I like activity trackers because the encourage my clients to move more. People are motivated to stand up and walk throughout the day, the way our bodies are intended to. Standing up and walking around at work will not make you fit, and it will not help you lose weight alone, but it is a tiny habit that can you to make a shift towards a healthier lifestyle. I love hearing about step competitions at the office or in the teachers lounge. It is literally a step in the right direction in our sedentary world.

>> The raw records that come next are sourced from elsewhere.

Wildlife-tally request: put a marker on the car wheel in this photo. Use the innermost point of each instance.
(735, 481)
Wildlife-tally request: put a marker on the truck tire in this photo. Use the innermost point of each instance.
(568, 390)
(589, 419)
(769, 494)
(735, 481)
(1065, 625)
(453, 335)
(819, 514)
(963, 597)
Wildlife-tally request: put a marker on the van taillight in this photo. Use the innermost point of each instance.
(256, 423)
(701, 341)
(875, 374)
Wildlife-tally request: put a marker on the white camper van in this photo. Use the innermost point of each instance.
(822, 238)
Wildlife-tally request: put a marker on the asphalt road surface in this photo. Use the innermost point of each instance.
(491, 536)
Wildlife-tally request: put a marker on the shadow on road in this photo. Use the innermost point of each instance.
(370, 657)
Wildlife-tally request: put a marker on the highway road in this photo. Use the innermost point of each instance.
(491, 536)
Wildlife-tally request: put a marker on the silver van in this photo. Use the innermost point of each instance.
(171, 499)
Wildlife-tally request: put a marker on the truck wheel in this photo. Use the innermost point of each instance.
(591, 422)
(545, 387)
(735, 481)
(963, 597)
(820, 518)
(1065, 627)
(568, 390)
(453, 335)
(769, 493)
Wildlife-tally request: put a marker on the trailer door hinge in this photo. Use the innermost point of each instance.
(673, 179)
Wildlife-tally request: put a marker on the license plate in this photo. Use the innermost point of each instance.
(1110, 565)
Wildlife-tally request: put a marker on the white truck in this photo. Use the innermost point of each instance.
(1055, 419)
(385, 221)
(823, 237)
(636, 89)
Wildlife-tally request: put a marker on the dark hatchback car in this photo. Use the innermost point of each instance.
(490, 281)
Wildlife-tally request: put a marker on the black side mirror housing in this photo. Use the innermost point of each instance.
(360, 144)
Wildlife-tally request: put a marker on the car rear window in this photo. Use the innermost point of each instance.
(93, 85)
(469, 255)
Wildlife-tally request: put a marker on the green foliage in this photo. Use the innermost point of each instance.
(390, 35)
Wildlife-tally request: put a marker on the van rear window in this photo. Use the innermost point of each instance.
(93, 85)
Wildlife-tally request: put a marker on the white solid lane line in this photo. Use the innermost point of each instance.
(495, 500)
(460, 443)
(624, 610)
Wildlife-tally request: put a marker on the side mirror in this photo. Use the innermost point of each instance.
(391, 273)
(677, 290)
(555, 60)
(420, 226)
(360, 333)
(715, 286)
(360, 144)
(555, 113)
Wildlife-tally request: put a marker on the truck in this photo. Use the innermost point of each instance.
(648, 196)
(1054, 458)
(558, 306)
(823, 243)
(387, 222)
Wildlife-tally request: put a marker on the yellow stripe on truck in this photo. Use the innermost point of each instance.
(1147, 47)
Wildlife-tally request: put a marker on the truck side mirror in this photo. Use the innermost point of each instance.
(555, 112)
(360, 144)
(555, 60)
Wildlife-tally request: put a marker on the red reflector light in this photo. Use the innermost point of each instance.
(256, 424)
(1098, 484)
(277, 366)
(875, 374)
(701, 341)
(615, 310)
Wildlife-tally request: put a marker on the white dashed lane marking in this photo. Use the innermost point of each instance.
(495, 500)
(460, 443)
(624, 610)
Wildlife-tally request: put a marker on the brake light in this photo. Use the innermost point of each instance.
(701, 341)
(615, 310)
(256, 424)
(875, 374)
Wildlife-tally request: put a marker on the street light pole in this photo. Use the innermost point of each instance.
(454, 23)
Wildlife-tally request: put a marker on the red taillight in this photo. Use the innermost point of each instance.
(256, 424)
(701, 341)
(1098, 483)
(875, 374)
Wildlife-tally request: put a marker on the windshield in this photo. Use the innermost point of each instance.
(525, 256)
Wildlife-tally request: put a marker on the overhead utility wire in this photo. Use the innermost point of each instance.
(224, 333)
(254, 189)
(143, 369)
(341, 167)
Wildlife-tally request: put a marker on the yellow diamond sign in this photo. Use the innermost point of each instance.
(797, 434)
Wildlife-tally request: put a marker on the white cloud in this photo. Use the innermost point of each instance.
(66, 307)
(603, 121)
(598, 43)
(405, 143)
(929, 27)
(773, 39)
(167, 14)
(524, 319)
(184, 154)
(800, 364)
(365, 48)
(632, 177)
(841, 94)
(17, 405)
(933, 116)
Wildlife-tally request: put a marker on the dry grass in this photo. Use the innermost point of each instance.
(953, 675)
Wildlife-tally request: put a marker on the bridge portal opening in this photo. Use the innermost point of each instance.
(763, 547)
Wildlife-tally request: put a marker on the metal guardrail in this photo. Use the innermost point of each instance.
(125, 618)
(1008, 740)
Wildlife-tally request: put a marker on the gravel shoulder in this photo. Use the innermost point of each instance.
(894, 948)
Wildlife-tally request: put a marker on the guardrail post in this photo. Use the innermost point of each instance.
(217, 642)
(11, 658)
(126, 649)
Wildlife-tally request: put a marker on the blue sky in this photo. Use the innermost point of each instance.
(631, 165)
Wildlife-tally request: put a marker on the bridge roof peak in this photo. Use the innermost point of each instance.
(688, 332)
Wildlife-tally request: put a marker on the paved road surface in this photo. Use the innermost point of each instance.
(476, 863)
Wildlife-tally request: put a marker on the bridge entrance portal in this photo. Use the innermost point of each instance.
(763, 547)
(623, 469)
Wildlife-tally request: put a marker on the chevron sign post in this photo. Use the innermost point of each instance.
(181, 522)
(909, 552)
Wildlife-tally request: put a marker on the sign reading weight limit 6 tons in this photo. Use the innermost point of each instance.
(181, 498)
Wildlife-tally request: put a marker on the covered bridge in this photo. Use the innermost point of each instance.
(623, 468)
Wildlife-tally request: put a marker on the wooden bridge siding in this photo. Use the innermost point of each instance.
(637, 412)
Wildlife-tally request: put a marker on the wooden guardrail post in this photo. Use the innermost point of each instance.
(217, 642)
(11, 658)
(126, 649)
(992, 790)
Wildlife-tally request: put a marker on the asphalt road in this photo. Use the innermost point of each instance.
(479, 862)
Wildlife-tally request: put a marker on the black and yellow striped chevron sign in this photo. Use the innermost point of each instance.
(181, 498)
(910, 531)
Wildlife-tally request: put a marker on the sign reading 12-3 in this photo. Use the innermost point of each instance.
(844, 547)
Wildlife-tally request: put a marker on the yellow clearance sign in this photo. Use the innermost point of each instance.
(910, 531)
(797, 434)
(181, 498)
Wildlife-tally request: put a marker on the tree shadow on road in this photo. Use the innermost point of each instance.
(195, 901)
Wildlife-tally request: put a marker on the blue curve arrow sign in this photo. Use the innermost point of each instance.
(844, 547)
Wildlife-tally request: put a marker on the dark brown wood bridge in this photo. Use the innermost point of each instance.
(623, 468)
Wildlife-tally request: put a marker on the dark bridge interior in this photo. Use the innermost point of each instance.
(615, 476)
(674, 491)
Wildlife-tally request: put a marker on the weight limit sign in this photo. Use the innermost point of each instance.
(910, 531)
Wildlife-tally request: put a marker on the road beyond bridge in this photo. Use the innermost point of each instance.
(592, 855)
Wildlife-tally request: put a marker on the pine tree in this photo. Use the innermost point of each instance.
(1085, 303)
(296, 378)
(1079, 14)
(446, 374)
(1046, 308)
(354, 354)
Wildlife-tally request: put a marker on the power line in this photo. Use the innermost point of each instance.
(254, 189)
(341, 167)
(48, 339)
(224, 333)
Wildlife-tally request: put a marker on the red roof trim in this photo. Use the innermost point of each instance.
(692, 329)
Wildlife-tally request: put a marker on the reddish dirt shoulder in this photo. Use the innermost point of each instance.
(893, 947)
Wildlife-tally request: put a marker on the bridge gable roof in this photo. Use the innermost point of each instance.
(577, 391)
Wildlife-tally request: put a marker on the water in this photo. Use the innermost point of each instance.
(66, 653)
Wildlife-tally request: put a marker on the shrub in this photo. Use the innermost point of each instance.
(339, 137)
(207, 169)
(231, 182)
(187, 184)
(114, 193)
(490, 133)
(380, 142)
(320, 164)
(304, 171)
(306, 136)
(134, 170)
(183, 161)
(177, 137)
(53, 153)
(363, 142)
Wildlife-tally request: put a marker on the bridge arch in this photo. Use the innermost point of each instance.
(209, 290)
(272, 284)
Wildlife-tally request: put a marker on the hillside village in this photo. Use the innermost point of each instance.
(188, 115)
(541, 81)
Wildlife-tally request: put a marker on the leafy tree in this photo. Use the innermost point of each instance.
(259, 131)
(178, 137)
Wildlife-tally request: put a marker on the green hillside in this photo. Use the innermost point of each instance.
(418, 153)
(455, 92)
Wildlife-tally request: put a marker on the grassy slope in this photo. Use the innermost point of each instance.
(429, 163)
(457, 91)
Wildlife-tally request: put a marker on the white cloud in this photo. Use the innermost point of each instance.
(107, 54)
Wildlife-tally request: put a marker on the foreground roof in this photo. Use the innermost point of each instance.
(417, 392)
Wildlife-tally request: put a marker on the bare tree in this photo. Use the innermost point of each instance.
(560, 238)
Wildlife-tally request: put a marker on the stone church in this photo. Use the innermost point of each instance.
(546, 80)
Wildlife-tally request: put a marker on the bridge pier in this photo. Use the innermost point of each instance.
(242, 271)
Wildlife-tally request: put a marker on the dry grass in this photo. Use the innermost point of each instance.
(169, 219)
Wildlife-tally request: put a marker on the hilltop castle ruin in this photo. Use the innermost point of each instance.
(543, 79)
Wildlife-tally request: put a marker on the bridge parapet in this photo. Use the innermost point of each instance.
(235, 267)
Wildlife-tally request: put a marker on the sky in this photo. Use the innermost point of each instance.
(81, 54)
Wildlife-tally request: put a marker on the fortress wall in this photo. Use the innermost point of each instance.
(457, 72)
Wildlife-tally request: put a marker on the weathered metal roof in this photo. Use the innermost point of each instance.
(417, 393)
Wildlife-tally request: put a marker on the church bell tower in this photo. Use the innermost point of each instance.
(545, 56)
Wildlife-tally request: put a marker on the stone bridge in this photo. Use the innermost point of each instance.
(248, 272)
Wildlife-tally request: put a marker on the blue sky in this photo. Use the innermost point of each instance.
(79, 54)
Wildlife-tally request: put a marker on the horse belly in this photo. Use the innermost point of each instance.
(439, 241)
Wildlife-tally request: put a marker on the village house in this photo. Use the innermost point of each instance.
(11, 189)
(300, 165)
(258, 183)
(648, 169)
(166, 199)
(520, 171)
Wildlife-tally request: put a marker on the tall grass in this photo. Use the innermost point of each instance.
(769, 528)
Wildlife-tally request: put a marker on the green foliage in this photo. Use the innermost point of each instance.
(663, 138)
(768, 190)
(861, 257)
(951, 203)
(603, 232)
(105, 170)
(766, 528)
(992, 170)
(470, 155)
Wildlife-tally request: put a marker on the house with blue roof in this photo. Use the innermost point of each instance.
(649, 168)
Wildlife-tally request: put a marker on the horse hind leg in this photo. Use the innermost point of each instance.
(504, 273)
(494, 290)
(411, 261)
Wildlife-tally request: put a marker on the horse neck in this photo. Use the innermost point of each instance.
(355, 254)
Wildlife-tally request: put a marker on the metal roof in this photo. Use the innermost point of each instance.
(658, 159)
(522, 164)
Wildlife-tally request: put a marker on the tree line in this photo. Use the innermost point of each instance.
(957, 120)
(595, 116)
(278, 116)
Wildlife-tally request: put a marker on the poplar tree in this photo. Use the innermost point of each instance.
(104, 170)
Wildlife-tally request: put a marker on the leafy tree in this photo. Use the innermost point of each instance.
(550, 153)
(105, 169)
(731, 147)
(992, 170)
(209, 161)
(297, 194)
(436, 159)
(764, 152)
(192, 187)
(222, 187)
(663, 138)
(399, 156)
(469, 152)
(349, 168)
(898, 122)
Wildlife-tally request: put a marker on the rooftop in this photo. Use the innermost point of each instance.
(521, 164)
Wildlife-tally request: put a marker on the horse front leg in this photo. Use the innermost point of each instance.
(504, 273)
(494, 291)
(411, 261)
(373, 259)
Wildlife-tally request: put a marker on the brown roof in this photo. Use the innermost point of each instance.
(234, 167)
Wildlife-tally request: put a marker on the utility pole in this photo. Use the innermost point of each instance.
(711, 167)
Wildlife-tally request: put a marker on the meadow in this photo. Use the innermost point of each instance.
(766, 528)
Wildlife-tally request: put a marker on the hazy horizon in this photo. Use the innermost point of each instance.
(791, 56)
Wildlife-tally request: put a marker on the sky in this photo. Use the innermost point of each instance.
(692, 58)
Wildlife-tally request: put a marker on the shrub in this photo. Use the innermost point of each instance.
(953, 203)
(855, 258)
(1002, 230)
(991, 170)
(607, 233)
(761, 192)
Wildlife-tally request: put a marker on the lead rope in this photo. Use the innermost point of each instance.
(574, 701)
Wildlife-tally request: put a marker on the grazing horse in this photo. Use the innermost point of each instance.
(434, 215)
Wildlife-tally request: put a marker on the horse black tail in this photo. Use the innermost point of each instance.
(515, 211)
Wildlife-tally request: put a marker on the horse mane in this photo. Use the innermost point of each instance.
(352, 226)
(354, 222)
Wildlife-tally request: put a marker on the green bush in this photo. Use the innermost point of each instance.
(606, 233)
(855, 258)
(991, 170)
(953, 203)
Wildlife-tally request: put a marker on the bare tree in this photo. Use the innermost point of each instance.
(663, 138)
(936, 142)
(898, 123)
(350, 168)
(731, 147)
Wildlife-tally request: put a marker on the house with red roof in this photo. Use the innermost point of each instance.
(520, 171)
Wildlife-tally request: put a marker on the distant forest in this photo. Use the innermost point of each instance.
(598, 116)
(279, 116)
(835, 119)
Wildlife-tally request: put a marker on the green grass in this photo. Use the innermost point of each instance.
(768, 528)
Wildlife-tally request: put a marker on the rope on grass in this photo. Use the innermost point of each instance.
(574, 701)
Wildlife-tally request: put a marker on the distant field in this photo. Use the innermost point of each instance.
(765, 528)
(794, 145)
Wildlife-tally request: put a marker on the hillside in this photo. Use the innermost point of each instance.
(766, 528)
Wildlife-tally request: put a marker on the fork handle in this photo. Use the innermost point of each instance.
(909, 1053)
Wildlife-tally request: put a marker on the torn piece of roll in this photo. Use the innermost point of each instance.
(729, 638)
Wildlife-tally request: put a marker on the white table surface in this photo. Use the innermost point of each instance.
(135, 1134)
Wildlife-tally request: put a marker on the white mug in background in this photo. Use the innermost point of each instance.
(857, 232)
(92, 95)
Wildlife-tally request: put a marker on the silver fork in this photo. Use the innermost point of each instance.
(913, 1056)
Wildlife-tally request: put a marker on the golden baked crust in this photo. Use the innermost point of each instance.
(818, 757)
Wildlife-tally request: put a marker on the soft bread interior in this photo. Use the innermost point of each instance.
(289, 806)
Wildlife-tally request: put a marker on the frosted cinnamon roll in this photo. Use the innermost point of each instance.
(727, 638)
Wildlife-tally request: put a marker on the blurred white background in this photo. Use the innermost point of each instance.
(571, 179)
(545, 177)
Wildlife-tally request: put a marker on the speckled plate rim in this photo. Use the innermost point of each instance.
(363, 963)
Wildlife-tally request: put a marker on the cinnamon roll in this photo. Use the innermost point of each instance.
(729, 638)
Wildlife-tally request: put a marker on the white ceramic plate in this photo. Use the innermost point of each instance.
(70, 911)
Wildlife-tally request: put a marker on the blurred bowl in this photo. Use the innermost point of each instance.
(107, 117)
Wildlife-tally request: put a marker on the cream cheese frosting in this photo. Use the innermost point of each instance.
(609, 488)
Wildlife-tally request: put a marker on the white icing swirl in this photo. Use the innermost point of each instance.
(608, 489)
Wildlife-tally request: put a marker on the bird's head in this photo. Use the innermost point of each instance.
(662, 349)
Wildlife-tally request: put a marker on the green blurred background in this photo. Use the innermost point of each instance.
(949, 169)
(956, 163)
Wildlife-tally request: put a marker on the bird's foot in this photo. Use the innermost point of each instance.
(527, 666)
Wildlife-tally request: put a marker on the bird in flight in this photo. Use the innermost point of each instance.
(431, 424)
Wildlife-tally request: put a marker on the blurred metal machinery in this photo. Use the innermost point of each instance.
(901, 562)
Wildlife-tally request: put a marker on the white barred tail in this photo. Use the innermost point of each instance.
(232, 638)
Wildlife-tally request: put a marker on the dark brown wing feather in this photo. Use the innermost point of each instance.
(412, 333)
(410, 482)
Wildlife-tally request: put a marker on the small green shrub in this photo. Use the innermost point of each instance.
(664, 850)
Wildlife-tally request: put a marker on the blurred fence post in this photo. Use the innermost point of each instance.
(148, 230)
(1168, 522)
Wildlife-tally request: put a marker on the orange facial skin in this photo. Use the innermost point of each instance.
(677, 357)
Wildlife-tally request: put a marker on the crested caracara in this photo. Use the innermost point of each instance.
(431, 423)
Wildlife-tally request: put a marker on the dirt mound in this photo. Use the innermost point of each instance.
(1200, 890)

We have all heard about how detrimental extended periods of sitting can be, so why do we do it? I blame it on busy lives and the lack of priority towards wellness. I see fitness trackers as a small step towards a healthier everyday life. Someone who once paid no attention to their sleep quality and daily movement is presented with readable data. I have found that so many of my clients are motivated by numbers.
These fitness and activity trackers are still in the Beta phase as far as mainstream use. It seems like every few weeks a new product comes to market and they are often filled with glitches and rash causing materials. I find it overwhelming. If I was to recommend any type of tracker I would go with something simple. Just to get you into the habit of moving every day. If the tracker does its job, you can shed it when the habit sticks.
So while I don’t think that a FitBit will make you fit, I do think it is a small step toward living a more healthy everyday life. Being active is cathartic. Go play with your kids in the street, walk your dog an extra lap around the block, park at the back of the parking lot, take the stairs and please don’t ride the moving walkway in the airport.